Debate is heating up here on the wisdom of increasing fiscal spending to help boost Korea’s sluggish economy that is expected to grow below 3 percent for three consecutive years in 2017.
The issue came to the fore again last week when presidential front-runner Moon Jae-in said in a press conference on his economic policies that he would sharply expand government outlay if he won the May 9 election.
Specifically, he pledged to raise the annual increase rate of government expenditure to 7 percent from the 3.5 percent target set by the current fiscal management plan.
If his promise is put into practice, Korea’s national budget is projected to rise from 400.5 trillion won ($351.7 billion) last year to 561.7 trillion won in 2022, the final year of a five-year presidency.
Kim Sang-jo, economics professor at Hansung University, who has been involved in drawing up Moon’s economic blueprint, argued there is a need to expand fiscal spending to help boost domestic demand amid a prolonged downturn.
He also said “reckless” infrastructure investment should be avoided.
Instead, Moon’s economic plan calls for funneling most of the expanded spending to increasing employment, mostly in the public sector, and improving education, child care, medical services, safety and the environment, to promote what he calls people-oriented growth.
His expansionary approach has been well-received by critics of the rigid adherence to fiscal balance under former President Park Geun-hye’s administration.
With household income and corporate investment stalled, preoccupation with fiscal balance has further hampered the country’s economy from pulling out of a low-growth rut.
A recent study based on fiscal data for 2000-2015 found that increased government expenditure was more effective than tax cuts in prompting growth in the country’s gross domestic product, partly because enhanced welfare programs enabled low-income households with higher propensity to consume to spend more.
In a report released in October, the Organization for Economic Cooperation and Development suggested Korea could increase its annual budget by 8 trillion won to bolster growth without damaging its fiscal soundness.
The US Treasury Department reiterated its call for Korea to expand fiscal spending to facilitate growth in its semiannual report on currency policies of major trading partners last week.
But many experts note the proposed expansionary fiscal policy would prove ill-conceived as a means to shore up the country’s sagging growth potential.
“The problems faced by the Korean economy now, such as lowering productivity and sluggish investment, are not to be solved by simply expanding fiscal expenditure,” said Min Kyung-kuk, professor emeritus of economics at Kangwon National University.
He also said there is limited room to increase fiscal spending due to weak growth.
Yi In-sil, a professor at the Graduate School of Economics at Sogang University, described fiscal expansion as a negative policy that would only increase the burden on future generations.
Moon said the proposed increase in fiscal expenditure would be covered by a natural rise in tax revenue that is estimated to reach 50 trillion won over the next five years, a reduction in tax breaks and a cut in overlapping state-funded projects.
He suggested his government would seek to raise taxes based on public approval, if those measures proved still short of financing the envisioned fiscal expansion.

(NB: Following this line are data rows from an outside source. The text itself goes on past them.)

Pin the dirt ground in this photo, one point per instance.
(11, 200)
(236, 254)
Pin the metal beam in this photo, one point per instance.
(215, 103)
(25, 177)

Korea’s tax-to-GDP ratio stood at 18.5 percent in 2015, compared to the OECD average of 25.1 percent in 2014. It may still prove an elusive task to gain public consensus on raising taxes, as the country’s taxation structure is so distorted that nearly half of companies and wage earners are exempt from paying taxes.
Experts see a 7 percent rise in annual fiscal expenditure as “somewhat alarming,” noting an up to 5 percent increase approximately in line with the country’s nominal growth rate would be more appropriate and do little damage to fiscal health.
Shin Min-young, a researcher at the LG Economic Research Institute, emphasized the need to implement government-funded programs in a gradual manner based on a thorough analysis of their effect.
He said that ill-conceived fiscal policies, once in practice, could hardly be reversed even if they continue to expand inefficiency.
Economists note structural reform is more needed than fiscal expansion to sustain economic growth.
It is also important to forge a business-friendly environment to encourage companies to increase investment and employment, they say, calling for the passage of bills designed to set up regulation-free industrial zones and promote the service sector.
In a recent survey of 371 intermediary companies, more than 60 percent said the most urgent task for the next administration would be to reinvigorate the economy. This showed that local businesses are struggling with unfavorable conditions and uncertainties at home and abroad.
During last week’s news conference, Moon said it was hard to expect corporate profits to trickle down to working families in Korea.
But economists say corporations should still be counted on to play a key role in creating more jobs, which would then lead to boosting consumption and reinvigorating the economy.